Вроде, бы простой вопрос не на шутку озадачил дядьку Ерему. По всей видимости, ни задавать, ни отвечать на него этому человеку не приходилось, может быть, потому что много лет прожил бирюком в лесу. Набив табаком трубку, раздумчиво почесал в затылке и, не найдя ответа, пошел в прихожую прикурить от лампы.
— Так ведь сроду воюют люди, — снова заговорил он, воротясь и присев на свое место, — а для чего воюют, про то их и пытать надо. Вы ж воевали, вот и скажи, за что.
— Ну, про нас и собаки не брешут. Зачалась война — в теплушки посадили, винтовки, котелки выдали и повезли, куда им надо. Нас ведь иные офицерики пушечным мясом в глаза величают, а ежели поласковей, так серой скотинкой кличут. Тому вон баранчику баушка, небось, не поясняла, для чего позвала… Вот и мы на войне такие ж бараны, да и немецкие солдаты — тоже…
— То я давно знаю, — хитровато улыбнулся Ерема, распуская по комнате душистый дымок. — А ты, коли знаешь, скажи, из-за чего ж воюют люди?
— Да я тебе сказываю, что люди-то шибко разные бывают…
— Так не про серую скотинку я спрашиваю, — засмеялся Ерема, — а про людей.
— Ну, пан твой, за что воюет?
— Того не докладал он мне.

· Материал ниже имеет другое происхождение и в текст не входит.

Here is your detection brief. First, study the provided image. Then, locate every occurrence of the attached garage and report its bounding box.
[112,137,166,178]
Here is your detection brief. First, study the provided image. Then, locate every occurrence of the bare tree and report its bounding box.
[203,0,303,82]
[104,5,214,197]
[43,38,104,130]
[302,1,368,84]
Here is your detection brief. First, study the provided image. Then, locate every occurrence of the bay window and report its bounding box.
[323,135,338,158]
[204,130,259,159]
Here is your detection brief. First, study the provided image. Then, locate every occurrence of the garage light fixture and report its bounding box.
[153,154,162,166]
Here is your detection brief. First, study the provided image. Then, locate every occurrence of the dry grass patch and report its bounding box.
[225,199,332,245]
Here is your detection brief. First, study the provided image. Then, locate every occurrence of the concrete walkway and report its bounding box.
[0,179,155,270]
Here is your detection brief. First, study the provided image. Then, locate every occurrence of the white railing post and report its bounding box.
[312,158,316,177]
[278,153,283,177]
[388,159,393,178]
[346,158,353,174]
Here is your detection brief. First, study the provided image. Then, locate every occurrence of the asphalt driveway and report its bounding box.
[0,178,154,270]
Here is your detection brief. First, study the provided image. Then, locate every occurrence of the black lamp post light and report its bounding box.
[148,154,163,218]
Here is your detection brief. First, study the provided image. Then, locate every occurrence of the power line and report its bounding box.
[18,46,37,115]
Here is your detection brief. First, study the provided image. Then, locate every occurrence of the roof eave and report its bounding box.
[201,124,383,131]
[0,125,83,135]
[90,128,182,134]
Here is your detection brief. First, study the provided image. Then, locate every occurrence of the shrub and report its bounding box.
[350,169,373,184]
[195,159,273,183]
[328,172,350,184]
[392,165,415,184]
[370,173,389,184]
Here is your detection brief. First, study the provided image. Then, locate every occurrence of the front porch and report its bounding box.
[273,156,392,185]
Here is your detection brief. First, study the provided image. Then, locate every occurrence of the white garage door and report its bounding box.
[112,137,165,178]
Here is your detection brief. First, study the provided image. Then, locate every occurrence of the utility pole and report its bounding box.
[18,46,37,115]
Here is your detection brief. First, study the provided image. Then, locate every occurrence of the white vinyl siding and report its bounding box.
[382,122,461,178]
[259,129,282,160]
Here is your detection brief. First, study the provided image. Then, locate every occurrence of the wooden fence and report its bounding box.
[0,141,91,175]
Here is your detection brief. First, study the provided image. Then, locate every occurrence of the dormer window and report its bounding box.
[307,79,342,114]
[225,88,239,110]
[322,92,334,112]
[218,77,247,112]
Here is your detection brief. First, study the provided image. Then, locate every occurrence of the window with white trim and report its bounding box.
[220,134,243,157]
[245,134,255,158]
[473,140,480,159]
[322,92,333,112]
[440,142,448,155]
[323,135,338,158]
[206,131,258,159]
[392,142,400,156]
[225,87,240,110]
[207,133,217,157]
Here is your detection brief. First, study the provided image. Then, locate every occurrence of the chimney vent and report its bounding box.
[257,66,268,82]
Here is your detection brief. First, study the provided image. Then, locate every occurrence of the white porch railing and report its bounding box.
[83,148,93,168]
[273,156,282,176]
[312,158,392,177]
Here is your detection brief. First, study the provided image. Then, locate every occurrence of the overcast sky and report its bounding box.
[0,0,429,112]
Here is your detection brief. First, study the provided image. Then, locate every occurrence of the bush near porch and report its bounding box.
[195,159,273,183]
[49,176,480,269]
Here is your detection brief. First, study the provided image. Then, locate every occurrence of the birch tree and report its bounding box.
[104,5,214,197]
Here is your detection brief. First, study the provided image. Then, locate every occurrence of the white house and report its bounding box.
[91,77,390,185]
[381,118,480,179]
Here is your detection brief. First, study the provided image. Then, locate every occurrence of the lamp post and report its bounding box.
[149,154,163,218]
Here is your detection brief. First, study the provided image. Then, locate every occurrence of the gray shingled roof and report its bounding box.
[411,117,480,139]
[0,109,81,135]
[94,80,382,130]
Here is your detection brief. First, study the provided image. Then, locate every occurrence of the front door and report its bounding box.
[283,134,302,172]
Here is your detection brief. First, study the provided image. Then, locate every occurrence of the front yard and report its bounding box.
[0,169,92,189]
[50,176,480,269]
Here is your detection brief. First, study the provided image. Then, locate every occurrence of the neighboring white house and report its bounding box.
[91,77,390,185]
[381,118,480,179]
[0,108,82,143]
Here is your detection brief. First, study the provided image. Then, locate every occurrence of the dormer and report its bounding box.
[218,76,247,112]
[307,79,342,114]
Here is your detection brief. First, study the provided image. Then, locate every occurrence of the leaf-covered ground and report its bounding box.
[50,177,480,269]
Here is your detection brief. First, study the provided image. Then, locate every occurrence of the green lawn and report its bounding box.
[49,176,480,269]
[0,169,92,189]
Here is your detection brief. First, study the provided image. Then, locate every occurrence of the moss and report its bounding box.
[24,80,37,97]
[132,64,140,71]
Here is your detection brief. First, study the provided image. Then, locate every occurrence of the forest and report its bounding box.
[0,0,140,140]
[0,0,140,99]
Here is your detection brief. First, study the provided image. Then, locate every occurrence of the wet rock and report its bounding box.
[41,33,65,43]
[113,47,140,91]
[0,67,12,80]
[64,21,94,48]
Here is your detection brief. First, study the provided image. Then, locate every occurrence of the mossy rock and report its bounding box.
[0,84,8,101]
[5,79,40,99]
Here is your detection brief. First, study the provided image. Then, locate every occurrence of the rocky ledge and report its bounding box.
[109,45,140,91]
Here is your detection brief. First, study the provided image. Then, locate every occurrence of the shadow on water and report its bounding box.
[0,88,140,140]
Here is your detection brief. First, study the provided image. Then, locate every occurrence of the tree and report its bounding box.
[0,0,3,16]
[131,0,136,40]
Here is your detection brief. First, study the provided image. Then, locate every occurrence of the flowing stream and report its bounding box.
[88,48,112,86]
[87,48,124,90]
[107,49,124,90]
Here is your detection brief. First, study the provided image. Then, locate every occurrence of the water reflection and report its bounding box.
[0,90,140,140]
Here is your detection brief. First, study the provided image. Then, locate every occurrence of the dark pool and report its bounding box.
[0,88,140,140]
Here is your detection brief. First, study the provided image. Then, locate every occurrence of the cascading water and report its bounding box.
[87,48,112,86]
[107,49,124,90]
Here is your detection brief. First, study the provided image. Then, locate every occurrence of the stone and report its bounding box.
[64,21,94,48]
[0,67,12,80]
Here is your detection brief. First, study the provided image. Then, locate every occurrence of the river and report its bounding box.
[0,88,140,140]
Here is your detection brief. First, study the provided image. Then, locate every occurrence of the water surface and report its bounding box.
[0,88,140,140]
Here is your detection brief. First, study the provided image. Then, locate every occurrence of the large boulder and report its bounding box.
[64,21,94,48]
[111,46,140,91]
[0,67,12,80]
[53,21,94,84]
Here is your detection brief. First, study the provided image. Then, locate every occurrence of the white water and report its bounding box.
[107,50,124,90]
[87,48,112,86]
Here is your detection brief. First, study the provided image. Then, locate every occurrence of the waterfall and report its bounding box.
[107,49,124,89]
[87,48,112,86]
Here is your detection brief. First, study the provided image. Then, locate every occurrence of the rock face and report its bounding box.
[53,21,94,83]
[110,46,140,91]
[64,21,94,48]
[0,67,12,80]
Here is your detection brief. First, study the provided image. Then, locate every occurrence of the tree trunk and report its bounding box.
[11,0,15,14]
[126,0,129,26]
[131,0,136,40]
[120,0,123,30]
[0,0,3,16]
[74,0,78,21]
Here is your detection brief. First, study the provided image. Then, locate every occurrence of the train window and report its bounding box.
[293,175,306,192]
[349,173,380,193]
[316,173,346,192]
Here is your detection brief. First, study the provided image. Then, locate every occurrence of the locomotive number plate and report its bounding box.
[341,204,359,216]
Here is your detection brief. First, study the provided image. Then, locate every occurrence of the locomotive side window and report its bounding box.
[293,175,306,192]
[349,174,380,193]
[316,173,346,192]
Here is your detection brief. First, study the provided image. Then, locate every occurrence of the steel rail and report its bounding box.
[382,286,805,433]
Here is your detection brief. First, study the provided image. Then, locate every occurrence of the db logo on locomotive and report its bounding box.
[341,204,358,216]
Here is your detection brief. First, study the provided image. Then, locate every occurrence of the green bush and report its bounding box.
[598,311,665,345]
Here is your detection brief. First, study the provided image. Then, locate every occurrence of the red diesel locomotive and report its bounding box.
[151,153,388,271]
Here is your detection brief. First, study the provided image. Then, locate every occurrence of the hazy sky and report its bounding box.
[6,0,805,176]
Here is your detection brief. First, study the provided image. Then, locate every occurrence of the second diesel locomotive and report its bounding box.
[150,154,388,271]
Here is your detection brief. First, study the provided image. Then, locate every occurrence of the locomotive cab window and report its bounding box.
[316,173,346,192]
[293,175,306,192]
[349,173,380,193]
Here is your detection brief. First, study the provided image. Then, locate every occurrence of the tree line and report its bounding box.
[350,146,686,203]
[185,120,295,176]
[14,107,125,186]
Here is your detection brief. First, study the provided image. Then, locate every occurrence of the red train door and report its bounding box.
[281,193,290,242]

Но, заметно было, пошел без радости. Панночку молодую с дитем покинул. А она, как подходили немцы, сбежала… Не верится, чтоб им нужна была та война. Где они теперь все?
В начале разговора Василию казалось все это просто и понятно. Солдатская жизнь еще до войны и потом на фронте давно отгородила его от офицеров непроницаемой стенкой. А тут вдруг понял, что есть в его суждении какой-то изъян. Выходит, что и пану война не нужна, коли потерял он все, может, и голову. Да и мало ли офицеров гибнет…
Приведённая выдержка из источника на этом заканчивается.